Beyond the FASB’s new revenue language, there are major pieces of legislation poised to change the narrative in franchising going forward. That includes the GOP’s tax bill that was recently signed by President Trump. It also includes the Save Local Businesses Act, which is aimed at overturning the National Labor Relations Board’s joint employer ruling that says franchisors are potentially liable for law violations that are done on the franchisee level. The bill has already passed in the House, however, the Senate has yet to unveil its own version of the bill.
“Of course, tax reform is some of the biggest news in the franchising industry right now,” Helgerson said. “The Save Local Business Act is also going to be interesting to follow. It passed in the House, and we’re still not sure what will happen in the Senate, but there’s no doubt that it’s going to have some type of an impact in 2018 for franchisors.”
Government-related issues aren’t the only factors poised to change the course of the franchising industry in 2018. Helgerson predicts that the industry is shifting toward more experienced multi-unit owners, which will impact the way that brands close deals.
“Outside of the government and legislative issues, I think multi-unit growth is going to be something that continues to gain momentum. This is a movement that started a few years back—more and more brands are embracing multi-unit owners, and they’re paying attention to the tools, training and support that they need in order to support that type of growth,” said Helgerson. “There’s no question that larger franchises are acquiring other concepts, and they’re starting to see large multi-unit operators enter their systems. It’s interesting to see owners who have traditionally focused on food now breaking into other segments like retail—diversity in holdings is continuing to grow. It’s minimizing risk—particularly in the food sector right now. It makes sense to move into other areas to see better returns. But brands are going to need to have a strong Item 19 in their FDD to attract these types of owners.”

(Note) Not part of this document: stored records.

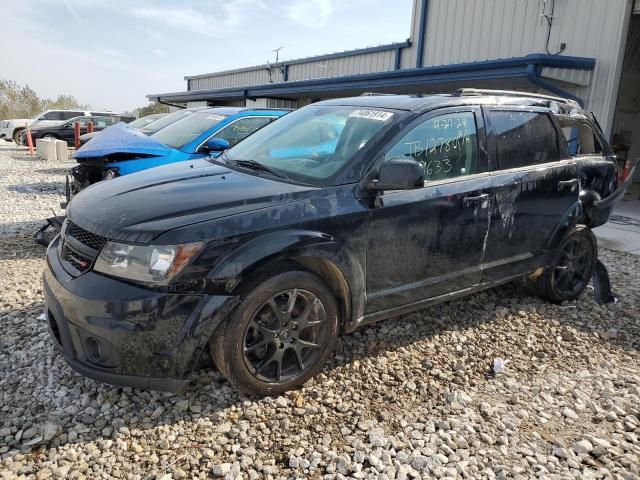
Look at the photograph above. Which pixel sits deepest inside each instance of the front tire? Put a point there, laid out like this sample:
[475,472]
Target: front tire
[279,336]
[571,268]
[17,136]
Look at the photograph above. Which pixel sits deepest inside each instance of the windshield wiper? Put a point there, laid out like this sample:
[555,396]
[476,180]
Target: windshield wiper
[253,165]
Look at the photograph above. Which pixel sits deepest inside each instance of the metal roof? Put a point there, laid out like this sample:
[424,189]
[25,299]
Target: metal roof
[315,58]
[412,80]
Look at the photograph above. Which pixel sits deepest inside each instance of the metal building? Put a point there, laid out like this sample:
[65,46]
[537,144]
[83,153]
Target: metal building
[585,49]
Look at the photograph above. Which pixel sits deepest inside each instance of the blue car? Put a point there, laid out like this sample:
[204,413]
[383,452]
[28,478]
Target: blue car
[120,151]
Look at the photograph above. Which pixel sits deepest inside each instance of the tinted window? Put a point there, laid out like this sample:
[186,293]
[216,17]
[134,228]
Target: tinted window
[313,143]
[189,128]
[242,128]
[580,138]
[68,115]
[446,146]
[159,124]
[54,116]
[523,138]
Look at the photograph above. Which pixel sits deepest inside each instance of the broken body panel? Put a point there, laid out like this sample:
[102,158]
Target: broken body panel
[382,253]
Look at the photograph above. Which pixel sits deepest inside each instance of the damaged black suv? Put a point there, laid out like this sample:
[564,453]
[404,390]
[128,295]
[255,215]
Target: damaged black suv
[342,213]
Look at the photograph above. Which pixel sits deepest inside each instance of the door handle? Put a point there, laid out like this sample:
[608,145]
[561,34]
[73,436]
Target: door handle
[467,201]
[567,183]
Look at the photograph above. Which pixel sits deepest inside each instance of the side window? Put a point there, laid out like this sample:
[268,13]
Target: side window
[69,115]
[446,146]
[579,137]
[52,116]
[523,138]
[242,128]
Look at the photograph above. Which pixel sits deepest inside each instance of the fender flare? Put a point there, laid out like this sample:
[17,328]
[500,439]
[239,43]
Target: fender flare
[306,247]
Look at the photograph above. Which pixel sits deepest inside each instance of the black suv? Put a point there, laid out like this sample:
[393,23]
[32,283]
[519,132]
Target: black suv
[342,213]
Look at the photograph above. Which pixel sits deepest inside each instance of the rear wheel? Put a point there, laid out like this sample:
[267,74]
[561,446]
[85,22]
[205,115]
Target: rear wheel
[279,336]
[572,267]
[17,136]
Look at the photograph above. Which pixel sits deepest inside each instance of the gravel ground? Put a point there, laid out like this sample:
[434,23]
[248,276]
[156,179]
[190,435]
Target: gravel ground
[407,398]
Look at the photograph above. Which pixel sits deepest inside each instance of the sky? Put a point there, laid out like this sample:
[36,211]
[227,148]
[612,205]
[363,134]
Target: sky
[111,53]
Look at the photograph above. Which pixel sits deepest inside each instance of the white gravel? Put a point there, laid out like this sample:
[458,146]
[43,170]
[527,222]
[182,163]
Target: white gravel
[407,398]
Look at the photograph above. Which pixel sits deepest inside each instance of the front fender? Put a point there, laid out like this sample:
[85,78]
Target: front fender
[309,248]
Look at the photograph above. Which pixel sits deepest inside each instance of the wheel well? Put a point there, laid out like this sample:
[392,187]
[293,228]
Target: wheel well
[325,269]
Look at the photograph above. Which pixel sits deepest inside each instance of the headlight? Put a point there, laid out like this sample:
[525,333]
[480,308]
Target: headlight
[149,264]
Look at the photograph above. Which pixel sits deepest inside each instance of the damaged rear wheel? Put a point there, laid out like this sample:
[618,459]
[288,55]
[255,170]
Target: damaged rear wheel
[571,268]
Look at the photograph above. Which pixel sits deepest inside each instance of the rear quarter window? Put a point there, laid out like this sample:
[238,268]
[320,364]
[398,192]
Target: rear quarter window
[523,138]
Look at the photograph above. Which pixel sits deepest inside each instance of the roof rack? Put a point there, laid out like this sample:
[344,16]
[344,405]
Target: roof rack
[375,94]
[510,93]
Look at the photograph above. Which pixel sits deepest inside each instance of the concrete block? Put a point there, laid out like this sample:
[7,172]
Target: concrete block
[62,151]
[46,149]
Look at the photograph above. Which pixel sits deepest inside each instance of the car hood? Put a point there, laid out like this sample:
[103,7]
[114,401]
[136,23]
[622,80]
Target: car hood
[141,206]
[118,139]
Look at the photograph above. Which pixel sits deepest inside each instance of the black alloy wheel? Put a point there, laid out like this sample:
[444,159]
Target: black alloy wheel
[285,335]
[571,272]
[17,137]
[571,268]
[279,336]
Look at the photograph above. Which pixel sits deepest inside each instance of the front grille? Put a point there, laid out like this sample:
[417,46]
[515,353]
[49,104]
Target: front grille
[77,260]
[89,239]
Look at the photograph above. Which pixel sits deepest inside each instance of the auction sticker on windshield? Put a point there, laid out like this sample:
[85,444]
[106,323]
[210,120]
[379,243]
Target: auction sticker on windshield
[372,115]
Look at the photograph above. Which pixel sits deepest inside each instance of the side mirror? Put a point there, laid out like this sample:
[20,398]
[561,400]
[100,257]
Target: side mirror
[399,174]
[218,145]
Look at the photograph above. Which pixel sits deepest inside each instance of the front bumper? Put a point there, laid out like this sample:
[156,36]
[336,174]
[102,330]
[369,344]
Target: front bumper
[127,335]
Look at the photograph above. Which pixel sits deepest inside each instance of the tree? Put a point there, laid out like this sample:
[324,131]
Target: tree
[22,102]
[64,102]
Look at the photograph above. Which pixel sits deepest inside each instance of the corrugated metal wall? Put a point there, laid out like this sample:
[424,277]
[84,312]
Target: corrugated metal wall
[332,67]
[256,76]
[460,31]
[351,65]
[472,30]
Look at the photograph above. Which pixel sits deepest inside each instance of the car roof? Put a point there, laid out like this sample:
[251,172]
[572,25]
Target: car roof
[228,111]
[461,97]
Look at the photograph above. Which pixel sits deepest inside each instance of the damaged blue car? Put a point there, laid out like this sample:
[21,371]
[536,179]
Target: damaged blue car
[120,151]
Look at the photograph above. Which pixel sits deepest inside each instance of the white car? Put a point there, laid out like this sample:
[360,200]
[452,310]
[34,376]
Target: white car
[11,130]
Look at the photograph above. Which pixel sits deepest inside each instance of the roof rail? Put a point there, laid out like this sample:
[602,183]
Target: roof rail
[375,94]
[511,93]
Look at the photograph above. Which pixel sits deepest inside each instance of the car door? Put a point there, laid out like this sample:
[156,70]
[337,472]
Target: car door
[534,186]
[429,241]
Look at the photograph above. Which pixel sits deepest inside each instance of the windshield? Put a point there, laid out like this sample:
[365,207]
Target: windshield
[167,120]
[144,121]
[313,143]
[188,129]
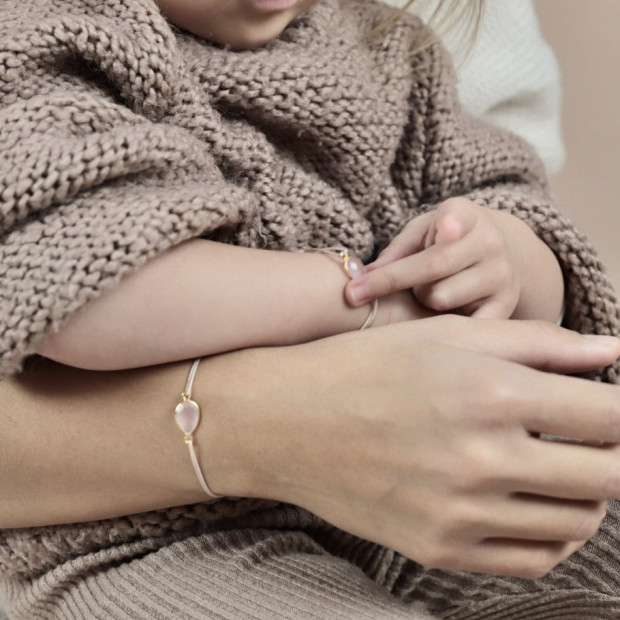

1851 Chief Development Strategist Sean Fitzgerald notes that the economy is also going to play a key role in the franchising industry in 2018. As the economy continues to improve, fewer executives and corporate workers will be leaving their careers behind to start businesses of their own. That means that while brands with larger investments will experience improved franchisee satisfaction, it will be more difficult for them to recruit new owners.
“High income individuals aren’t going to be looking to take a risk next year because they’re already doing well with the stock market. That’s going to present a challenge for large investment, brick and mortar concepts—it’ll be increasingly difficult to get new franchisees on board,” said Fitzgerald. “What we’re starting to see now is the rise of simple and low investment businesses. Service-oriented brands are expected to do well because more entrepreneurs are going to be willing to start that kind of business on the side.”
Despite the challenges facing the franchising industry, the overall outlook for 2018 is positive. While there are still some major factors up in the air, experts are anticipating growth in the months ahead.
“Overall, I think we’re going to see the growth that we’ve experienced in 2017 carry over into the new year. Access to capital seems to be getting better, and the economic forecast is reasonable despite all of the natural disasters that we experienced this year in California, Texas, Florida and Puerto Rico,” said Helgerson. “When you couple that with an improved regulatory environment, the outlook on the industry is optimistic. Barring any sort of catastrophe, I think that 2018 is going to be a great year for franchising.”